The project had numerous risks that put this overall project into one of the riskiest that I had ever undertaken. To start with, the environment that we were to be operating in was in an active underground mine, a non-trivial industry that has a history of incidents, and as a result of the history, has high amounts of controls for hazard and risks. Adding a large drone and cutting-edge autonomous technology into the mix only heightened the stakes. We needed to exercise extreme caution and meticulous risk management.

Despite the challenges, most of the project went smoothly. We identified the majority of hazards before setting foot in the mine. We had PPE (personal protective equipment), processes, patterns, operational protocols, rehearsals before each flight, flight briefings, walkthroughs, and physical barriers in place.

But then came the wildcard: the development of the automation and its interaction with the environment.

On the day it all went wrong, the team had been discussing how to enable a new mode that would fly through virtual waypoints in the GNSS-denied environment.

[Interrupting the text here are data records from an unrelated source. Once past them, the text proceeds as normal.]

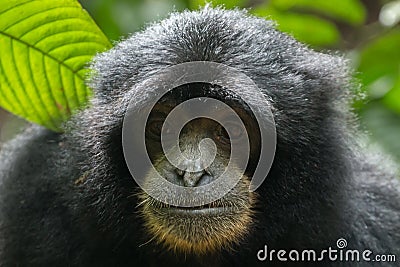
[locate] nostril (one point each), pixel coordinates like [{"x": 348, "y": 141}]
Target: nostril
[
  {"x": 190, "y": 179},
  {"x": 179, "y": 172}
]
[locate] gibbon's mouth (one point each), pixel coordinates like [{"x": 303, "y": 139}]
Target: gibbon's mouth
[
  {"x": 200, "y": 210},
  {"x": 215, "y": 208}
]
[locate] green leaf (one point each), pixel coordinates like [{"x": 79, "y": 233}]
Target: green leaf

We planned to remove the wall object collision routine, which had been tested by manually flying into walls, chains, wires, and vehicles.

With the pre-flight safety brief and flight plan completed, non-flight personnel retreated behind barriers. I, along with the person responsible for monitoring the data, took our positions.

I started the drone, and dust billowed from underneath as it hovered. After a quick control check, our operational protocol took over. I engaged the toggle to put it into the mode that allowed the automation to take over. The drone rose, rotated, and slowly moved towards the first waypoint just ahead of the take-off point.

Then it turned and accelerated towards the next waypoint. Realising it was aiming for the wall instead of the open drive, I yelled, “WALL!” while flicking out of autonomous mode, and putting inputs in to try and avoid the collision.

It was too late.

The drone collided with the wall, and the front propellers shattered on impact with the hard rock, shotcrete, and steel rebar. The rest of the drone continued into the wall, and it was all over in seconds. Too fast for anyone to react, and then, silence.

Out of the corner of my eye, I saw something streak across my field of vision. I looked down to my left and saw a large chunk of the propeller (the one in the image above).

This could have been so much worse.

As the dust settled, the rest of the team emerged from behind the barriers. We all moved slowly towards the crash site, aware that the drone was still active and would remain so until we could remove the power supply.

The learnings

Until now, the potential consequences of a failure had all been academic, only what had been written down on a piece of paper, and thus far, only small incidents had been observed. This was the first time that I, or someone standing next to me had been at real risk of being seriously injured, and the environment we were in magnified the potential for harm. Some of the specific learnings were:

Proactive Risk Identification:
- I now place greater emphasis on proactively identifying and mitigating risks before they become critical issues. This involves comprehensive risk assessments and scenario planning.
Enhanced Safety Protocols:
- My approach to safety protocols has become more rigorous. I ensure that all team members are well-versed in safety procedures and that these protocols are strictly adhered to during operations.
Holistic Risk Management:
- I now adopt a comprehensive approach to risk management, considering as many possible scenarios and their impacts. This involves integrating risk management into every aspect of operations.
Emphasis on Redundancy:
- I prioritize building redundant systems to ensure reliability and resilience. This approach minimizes the impact of any single point of failure. Also considering how many things are behind a single point of failure.
Balancing Automation with Human Insight:
- While leveraging automation for efficiency, I ensure that human expertise is always available to intervene when necessary. This balance is crucial for effective risk management.
Adaptability and Learning:
- I emphasize the importance of being adaptable and learning from past incidents. This involves regularly reviewing and updating risk management strategies to stay ahead of potential challenges.
Effective Communication:
- Clear and immediate communication, such as yelling “WALL,” is essential in emergency situations. This incident emphasized the need for a well-coordinated team that can respond quickly to unforeseen events.
Continuous Improvement:
- The incident served as a reminder that risk management is an ongoing process. Regularly reviewing and updating safety protocols based on new experiences and technologies is essential.

Risk management is about safely preventing what could happen, in this instance, we have a failure that manifested in something that could have been physically very serious. But I can apply the learnings from this incident to other areas such as risk management in IT and Technology.